Le magicien présente quatre cartes : trois Jokers à dos bleu et une Dame de Pique à dos rouge.

Les cartes sont montrées au recto et au verso, puis la Dame est mise dans la poche, et le magicien met les spectateurs au défi de les surprendre en train de remettre la Dame dans le paquet, non pas une, mais deux fois.

Sans aucun mouvement, la Dame de Pique au dos rouge apparaît à nouveau parmi les trois jokers. La dame est à nouveau placée dans la poche, et le magicien fait remarquer que cette fois-ci, les spectateurs devront utiliser une fausse piste pour remettre la dame dans le paquet.
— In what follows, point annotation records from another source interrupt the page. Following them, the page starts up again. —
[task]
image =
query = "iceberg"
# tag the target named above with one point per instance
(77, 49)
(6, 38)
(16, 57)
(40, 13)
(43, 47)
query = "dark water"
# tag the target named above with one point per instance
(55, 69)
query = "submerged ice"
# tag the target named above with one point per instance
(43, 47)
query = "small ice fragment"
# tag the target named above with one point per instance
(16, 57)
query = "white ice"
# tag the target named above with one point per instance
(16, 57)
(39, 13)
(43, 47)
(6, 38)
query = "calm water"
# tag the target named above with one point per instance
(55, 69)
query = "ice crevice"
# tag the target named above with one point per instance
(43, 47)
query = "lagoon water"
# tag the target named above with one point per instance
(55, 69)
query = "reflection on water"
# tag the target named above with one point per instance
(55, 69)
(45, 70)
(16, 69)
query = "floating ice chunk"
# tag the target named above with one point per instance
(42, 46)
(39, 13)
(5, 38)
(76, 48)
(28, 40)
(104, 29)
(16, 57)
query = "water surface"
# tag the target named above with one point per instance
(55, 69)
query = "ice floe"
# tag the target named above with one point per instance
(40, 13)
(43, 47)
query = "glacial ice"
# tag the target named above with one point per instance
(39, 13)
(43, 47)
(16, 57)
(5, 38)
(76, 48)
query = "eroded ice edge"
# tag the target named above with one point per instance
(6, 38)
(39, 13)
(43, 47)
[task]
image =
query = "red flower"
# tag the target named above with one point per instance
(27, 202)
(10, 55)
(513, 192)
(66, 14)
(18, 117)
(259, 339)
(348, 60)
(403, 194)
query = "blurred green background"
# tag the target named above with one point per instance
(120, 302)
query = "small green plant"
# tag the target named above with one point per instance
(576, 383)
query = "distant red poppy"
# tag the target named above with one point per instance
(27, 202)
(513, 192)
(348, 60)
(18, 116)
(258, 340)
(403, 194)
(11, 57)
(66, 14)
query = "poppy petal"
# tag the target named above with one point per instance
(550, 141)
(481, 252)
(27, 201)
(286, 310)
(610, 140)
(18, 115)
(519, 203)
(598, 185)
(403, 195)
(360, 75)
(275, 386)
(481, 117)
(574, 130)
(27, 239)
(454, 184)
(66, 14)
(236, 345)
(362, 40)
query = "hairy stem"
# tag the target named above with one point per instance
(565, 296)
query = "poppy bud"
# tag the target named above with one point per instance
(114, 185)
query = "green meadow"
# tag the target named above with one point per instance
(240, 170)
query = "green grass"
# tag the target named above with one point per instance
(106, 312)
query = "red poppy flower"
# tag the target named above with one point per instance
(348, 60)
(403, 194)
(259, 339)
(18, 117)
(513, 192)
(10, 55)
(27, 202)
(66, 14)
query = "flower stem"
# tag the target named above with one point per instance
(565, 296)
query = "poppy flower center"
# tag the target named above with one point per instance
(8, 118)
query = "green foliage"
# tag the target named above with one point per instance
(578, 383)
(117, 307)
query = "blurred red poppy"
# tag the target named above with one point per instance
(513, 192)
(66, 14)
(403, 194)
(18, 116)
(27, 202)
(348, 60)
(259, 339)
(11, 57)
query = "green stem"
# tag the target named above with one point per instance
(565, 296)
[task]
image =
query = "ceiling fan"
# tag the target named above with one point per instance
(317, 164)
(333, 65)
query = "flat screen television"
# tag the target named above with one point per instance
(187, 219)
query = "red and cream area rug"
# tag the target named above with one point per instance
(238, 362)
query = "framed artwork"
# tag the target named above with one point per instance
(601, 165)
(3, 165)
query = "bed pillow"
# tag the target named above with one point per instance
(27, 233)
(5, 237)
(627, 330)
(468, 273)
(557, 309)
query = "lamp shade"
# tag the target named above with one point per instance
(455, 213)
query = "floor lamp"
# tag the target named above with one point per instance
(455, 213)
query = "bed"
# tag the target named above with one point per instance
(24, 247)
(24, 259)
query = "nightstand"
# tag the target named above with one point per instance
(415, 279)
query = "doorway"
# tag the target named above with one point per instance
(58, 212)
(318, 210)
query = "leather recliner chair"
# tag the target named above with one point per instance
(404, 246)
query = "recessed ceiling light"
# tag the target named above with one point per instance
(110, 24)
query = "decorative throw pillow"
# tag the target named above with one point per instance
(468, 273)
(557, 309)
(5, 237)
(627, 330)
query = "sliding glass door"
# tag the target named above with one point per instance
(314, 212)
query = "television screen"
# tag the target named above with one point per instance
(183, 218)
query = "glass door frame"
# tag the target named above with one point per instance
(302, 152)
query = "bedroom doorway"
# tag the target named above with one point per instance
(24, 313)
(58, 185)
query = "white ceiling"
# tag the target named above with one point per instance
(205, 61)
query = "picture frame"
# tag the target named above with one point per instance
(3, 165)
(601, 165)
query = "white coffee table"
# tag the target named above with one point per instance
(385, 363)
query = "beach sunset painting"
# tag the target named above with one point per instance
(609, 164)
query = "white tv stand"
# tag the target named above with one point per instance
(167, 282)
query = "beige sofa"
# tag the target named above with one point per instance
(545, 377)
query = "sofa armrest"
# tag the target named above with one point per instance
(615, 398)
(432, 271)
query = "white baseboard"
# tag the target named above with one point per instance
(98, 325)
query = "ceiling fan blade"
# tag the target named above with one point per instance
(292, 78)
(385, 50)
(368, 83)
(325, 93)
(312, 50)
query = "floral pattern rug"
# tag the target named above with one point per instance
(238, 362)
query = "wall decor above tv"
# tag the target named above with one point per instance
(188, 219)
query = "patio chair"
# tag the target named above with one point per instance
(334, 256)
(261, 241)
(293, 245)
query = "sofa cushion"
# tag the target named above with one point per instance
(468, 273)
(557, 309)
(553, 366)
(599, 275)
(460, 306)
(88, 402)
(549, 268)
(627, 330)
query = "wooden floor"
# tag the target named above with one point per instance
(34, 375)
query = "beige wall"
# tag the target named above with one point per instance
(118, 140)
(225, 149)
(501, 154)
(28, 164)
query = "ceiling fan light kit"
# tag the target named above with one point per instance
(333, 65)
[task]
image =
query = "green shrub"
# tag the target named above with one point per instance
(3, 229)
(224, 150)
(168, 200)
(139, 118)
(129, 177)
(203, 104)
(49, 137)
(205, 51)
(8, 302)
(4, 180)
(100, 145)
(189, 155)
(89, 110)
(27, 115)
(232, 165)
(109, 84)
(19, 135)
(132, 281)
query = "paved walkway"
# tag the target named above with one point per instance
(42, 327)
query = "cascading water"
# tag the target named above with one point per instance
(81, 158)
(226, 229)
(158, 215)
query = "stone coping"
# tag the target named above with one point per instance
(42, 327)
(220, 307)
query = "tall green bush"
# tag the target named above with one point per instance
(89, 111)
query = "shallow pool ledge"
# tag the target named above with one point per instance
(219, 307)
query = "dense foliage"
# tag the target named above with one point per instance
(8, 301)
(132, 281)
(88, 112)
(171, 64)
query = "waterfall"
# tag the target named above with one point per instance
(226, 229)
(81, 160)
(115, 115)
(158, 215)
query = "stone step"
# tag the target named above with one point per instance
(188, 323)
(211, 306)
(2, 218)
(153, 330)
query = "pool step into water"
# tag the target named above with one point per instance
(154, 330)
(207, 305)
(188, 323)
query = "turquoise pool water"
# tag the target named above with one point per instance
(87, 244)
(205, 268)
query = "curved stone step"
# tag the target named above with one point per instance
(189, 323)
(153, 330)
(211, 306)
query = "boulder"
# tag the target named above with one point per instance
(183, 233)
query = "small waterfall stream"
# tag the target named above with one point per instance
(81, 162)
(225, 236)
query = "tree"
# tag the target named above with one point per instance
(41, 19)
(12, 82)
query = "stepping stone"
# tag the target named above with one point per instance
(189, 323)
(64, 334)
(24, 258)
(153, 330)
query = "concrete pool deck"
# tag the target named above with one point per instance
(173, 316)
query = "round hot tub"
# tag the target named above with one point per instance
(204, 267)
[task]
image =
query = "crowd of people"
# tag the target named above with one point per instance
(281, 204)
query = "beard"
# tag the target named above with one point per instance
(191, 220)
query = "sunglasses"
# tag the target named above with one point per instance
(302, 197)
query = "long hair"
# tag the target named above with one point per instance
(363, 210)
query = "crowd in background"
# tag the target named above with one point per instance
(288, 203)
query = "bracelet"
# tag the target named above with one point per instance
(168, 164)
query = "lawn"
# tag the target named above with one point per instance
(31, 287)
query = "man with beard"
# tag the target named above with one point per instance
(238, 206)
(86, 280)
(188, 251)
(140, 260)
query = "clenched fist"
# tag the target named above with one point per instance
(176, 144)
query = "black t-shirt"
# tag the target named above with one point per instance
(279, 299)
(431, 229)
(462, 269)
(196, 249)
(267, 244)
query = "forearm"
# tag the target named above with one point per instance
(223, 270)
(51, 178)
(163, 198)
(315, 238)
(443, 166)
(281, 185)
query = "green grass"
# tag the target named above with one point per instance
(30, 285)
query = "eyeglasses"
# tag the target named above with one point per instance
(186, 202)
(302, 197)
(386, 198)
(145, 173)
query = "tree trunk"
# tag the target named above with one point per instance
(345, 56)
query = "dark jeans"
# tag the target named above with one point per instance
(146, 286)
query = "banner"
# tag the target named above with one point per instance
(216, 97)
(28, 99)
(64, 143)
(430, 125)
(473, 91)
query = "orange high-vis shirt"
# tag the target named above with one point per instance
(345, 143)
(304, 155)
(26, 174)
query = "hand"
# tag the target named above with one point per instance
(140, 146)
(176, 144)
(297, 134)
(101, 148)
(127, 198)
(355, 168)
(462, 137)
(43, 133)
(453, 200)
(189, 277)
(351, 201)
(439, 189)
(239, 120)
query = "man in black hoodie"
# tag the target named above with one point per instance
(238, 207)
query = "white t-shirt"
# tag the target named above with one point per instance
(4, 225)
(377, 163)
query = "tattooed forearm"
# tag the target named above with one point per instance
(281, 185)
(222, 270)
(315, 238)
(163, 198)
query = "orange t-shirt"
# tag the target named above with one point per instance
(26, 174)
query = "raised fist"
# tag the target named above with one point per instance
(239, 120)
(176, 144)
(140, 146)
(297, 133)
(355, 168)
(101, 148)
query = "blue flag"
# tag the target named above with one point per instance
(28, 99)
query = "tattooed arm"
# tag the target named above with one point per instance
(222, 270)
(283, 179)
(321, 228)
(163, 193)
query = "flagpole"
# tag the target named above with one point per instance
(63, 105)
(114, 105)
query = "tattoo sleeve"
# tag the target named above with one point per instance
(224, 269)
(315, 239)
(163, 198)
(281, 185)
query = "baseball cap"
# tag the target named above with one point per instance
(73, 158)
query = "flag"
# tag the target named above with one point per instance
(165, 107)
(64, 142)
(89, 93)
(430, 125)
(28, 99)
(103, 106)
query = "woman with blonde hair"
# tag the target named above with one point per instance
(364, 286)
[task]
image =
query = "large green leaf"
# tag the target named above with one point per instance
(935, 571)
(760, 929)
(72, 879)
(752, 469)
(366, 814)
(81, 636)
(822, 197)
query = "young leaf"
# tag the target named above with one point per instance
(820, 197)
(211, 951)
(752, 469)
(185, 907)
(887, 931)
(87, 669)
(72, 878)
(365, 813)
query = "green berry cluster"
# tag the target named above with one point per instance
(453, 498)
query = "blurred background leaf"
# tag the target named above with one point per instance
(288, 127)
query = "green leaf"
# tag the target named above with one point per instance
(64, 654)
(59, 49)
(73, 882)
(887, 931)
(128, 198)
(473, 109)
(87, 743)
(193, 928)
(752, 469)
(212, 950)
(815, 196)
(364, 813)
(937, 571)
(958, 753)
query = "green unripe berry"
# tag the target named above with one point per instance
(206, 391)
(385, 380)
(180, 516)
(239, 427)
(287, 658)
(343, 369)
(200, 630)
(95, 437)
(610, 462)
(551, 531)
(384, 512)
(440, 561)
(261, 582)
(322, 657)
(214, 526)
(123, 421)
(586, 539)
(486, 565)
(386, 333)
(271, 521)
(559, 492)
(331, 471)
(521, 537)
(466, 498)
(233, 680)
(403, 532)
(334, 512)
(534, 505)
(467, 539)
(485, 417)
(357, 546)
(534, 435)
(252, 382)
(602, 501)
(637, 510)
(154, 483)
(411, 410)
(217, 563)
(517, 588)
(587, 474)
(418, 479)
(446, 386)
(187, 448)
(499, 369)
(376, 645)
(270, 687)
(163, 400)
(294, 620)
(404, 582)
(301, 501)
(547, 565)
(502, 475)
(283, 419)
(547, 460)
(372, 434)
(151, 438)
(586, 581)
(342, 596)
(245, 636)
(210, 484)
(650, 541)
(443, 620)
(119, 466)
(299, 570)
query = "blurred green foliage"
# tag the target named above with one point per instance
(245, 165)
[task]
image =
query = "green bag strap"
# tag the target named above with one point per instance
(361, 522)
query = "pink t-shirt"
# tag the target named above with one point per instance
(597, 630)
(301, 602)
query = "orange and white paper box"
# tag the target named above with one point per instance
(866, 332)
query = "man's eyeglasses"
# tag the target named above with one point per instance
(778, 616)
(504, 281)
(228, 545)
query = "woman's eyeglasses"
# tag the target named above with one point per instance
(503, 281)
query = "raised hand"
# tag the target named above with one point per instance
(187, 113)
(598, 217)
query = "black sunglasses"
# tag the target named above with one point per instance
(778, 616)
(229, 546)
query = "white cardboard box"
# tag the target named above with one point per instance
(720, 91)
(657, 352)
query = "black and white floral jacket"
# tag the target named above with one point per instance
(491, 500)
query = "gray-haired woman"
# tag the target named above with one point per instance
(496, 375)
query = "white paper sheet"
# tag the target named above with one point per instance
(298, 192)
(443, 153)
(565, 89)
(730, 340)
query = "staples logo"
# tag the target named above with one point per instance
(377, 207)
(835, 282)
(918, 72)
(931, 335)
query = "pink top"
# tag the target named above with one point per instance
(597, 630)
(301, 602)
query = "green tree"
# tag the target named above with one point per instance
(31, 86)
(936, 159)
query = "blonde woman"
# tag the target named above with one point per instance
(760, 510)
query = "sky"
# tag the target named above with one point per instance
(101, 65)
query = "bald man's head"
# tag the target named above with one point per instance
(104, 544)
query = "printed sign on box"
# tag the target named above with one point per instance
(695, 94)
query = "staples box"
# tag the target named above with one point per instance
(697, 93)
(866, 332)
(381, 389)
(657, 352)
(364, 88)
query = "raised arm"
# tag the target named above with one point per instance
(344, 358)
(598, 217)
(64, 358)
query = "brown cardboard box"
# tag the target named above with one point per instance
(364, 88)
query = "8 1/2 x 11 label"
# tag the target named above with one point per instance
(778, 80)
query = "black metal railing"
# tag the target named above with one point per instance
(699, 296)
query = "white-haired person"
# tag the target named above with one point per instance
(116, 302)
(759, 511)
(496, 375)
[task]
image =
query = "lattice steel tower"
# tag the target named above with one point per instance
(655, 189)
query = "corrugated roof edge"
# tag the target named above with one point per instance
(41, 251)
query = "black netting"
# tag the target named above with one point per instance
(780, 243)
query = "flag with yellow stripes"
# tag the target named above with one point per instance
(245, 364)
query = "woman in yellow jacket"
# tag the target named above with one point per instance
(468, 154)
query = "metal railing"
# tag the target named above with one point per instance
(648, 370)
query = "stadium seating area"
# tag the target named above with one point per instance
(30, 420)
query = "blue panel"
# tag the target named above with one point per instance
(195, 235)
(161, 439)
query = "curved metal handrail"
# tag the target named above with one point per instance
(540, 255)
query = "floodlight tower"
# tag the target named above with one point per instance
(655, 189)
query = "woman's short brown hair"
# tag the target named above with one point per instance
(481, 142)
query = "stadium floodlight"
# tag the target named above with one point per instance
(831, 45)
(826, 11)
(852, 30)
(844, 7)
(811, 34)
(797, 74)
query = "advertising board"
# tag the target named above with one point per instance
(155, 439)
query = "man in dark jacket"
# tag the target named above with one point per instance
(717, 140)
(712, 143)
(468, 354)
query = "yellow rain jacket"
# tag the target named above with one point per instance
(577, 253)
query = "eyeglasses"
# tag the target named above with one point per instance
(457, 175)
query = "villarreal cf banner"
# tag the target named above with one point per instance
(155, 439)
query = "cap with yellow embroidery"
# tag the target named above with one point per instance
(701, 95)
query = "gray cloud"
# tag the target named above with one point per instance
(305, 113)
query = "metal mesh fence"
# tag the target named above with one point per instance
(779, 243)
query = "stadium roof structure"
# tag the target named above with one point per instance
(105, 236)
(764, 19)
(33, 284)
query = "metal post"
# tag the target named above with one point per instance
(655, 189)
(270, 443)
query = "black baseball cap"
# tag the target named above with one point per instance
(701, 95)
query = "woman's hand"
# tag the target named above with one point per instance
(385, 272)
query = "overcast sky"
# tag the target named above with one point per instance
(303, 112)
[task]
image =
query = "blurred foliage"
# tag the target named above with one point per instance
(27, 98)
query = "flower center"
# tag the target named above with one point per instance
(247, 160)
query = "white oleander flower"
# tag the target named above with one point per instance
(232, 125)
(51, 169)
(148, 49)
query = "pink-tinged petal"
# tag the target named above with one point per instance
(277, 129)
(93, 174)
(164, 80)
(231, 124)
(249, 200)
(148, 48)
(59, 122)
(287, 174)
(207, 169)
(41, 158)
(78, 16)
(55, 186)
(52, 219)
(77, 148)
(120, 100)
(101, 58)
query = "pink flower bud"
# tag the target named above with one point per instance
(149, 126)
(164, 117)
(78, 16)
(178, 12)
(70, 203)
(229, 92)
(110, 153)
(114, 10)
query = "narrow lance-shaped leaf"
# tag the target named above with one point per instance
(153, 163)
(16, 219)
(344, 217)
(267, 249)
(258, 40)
Les cartes sont à nouveau comptées et, cette fois, une carte jaune vif portant l’inscription “LOOK” apparaît parmi les Jokers à dos bleu. Cette carte est également mise de côté et, cette fois-ci, sans aucune manœuvre, une carte à dos rouge apparaît à nouveau dans le paquet. Le magicien admet alors qu’il a triché, mais pas une seule fois.

Il a triché deux fois. La carte à dos rouge est retournée pour révéler qu’il s’agit maintenant de l’As de pique. Les autres cartes à dos bleu sont retournées et les jokers se sont transformés comme par magie en As.

Chop Shop est livré prêt à l’emploi avec toutes les cartes dont vous avez besoin. Les manipulations ne sont faciles et à la portée des magiciens débutants. Le plus beau, c’est qu’à la fin, toutes les cartes sur la table sont examinables.

Il n’y a pas de gimmicks susceptibles de se casser, et il n’est même pas nécessaire de savoir empalmer les cartes pour “remettre “la Reine dans le paquet.

En plus des cartes nécessaires à la routine, vous recevrez également des instructions détaillées en anglais de John Bannon et d’Erik Tait sur la façon de réaliser cette incroyable routine.

Transformez un défi en miracle avec Chop Shop de John Bannon ! Inspiré par “Chop The Monte” de Cameron Francis, présenté plus tard sous le nom de “Imagine” par Paul Richards.